I got my first deer of the year this weekend. Walking through some willow brush in an ice storm he stuck his head up and i got him at about 50 yards. He had about a 1/2 inch spike, but counted as a doe, so hopefully i'll get a buck this weekend. Sorry no pics, wasn't anything to impressive  . I thought about taking one after he was in the freezer.


----------



## Jim (Nov 10, 2008)

I'm impressed!
Good job! :beer: 
I cant wait to get my first one.


----------



## Quackrstackr (Nov 10, 2008)

Congrats.


----------



## hardwatergrampa (Nov 19, 2008)

congrads


----------



## FishingBuds (Nov 19, 2008)

natetrack said:


> I got my first deer of the year this weekend. Walking through some willow brush in an ice storm he stuck his head up and i got him at about 50 yards. He had about a 1/2 inch spike, but counted as a doe, so hopefully i'll get a buck this weekend. Sorry no pics, wasn't anything to impressive  . I thought about taking one after he was in the freezer.
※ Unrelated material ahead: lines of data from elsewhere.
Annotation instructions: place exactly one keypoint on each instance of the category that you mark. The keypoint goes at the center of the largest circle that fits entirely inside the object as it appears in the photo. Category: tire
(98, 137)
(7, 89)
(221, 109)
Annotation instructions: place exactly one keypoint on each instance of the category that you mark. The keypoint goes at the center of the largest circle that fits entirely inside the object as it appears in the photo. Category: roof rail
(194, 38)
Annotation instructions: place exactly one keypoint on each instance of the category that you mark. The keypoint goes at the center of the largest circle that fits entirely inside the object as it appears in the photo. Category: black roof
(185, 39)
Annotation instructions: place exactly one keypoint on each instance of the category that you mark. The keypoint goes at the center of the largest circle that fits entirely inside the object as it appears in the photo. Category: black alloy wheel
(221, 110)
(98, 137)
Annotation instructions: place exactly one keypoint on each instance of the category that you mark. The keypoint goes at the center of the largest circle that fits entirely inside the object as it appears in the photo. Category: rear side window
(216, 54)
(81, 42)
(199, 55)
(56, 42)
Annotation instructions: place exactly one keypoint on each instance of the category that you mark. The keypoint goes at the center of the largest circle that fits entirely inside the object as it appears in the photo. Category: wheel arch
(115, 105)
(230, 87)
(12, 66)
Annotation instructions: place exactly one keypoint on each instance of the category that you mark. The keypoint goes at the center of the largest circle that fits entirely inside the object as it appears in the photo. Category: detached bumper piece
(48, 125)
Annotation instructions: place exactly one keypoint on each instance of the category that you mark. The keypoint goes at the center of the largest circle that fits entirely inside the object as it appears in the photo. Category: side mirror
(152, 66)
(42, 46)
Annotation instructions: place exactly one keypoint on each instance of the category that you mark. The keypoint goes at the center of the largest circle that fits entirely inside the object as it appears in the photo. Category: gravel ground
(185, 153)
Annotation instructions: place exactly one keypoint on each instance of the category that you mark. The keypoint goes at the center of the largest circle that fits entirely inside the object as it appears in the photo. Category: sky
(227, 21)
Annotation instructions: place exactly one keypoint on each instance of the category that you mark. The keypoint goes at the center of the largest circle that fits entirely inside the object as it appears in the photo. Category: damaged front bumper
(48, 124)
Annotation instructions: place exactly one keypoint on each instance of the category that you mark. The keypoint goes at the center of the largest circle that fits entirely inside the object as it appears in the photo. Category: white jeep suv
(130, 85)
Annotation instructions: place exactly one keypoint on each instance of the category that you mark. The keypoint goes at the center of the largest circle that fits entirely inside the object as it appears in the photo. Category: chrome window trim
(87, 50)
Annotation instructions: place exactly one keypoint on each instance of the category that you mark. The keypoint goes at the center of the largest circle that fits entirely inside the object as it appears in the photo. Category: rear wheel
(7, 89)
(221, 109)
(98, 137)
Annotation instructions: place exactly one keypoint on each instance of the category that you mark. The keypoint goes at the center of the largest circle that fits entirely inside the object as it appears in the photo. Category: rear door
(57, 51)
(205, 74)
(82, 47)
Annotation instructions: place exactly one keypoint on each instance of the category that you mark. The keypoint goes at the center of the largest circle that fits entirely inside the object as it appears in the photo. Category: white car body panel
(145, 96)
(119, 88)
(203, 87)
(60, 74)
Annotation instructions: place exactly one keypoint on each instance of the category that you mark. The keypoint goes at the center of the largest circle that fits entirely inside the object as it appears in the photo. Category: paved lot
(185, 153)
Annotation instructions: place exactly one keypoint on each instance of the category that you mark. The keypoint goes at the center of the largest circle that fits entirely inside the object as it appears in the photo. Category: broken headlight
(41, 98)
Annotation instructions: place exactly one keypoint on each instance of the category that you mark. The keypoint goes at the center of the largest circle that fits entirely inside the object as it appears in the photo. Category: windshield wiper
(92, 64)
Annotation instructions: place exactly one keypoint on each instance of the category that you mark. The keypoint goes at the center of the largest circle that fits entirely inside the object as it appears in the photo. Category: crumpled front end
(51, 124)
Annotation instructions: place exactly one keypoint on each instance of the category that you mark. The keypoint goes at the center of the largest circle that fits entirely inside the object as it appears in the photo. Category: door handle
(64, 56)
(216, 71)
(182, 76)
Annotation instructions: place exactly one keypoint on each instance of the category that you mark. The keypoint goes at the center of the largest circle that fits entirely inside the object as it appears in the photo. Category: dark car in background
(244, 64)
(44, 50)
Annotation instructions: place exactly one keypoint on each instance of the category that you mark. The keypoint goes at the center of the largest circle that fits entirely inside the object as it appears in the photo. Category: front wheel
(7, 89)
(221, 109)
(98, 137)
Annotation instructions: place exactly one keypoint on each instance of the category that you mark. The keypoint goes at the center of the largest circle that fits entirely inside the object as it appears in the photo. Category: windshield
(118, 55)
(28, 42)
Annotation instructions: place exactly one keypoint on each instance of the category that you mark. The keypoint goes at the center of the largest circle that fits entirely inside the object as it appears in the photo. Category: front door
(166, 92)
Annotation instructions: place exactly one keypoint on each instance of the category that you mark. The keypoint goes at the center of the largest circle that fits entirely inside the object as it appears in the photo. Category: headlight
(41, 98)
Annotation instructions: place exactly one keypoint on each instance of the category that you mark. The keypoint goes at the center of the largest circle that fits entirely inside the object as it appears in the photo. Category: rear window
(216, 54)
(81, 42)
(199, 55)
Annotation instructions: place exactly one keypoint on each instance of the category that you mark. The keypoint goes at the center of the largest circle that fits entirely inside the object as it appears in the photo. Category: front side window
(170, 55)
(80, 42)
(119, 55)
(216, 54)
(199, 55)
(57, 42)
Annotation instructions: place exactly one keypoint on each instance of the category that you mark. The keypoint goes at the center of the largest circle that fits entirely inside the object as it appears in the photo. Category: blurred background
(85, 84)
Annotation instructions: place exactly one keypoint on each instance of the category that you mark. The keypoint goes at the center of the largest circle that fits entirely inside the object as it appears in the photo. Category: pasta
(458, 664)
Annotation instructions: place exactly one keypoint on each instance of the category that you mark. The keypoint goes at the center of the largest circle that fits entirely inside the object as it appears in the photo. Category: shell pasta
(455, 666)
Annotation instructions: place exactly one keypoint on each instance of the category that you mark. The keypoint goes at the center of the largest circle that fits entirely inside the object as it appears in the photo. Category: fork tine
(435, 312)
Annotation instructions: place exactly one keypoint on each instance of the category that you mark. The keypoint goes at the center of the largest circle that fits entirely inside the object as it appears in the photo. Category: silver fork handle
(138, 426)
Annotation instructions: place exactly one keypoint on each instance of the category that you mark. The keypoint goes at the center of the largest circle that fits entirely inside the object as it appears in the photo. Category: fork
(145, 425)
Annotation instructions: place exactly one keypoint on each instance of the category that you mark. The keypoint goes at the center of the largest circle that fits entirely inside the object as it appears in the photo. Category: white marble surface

Not too many people can shoot one walking thru 8) what ya shoot him with?


----------



## bcritch (Nov 19, 2008)

Nice job......Congrats


----------



## natetrack (Nov 24, 2008)

FishingBuds said:


> natetrack said:
> 
> 
> > I got my first deer of the year this weekend. Walking through some willow brush in an ice storm he stuck his head up and i got him at about 50 yards. He had about a 1/2 inch spike, but counted as a doe, so hopefully i'll get a buck this weekend. Sorry no pics, wasn't anything to impressive  . I thought about taking one after he was in the freezer.
> ...



The only way to hunt up here is to walk. We don't have a lot of trees, so the deer usually hide in the cattails, willows, and slough bottoms. You have to walk through, scare them out, and usually shoot them on the run.

I carry a Savage .30-06 with a bushnell scope. I'm usually pretty accurate out to about 400 yds. Anything within a 100 yds is for sure dead. 8)


----------



## FishingBuds (Nov 24, 2008)

That is differant.

Of course some down south hunt them with dogs. 

Well I haven't seen anything yet except two does that were already leaving the woods as I was pullen up


----------



## daltonmcgill (Nov 25, 2008)

FishingBuds said:


> That is differant.
> 
> Of course some down south hunt them with dogs.
> 
> Well I haven't seen anything yet except two does that were already leaving the woods as I was pullen up


 we hunt them with dogs it is hard to shoot them runnin 100 miles an our lol


----------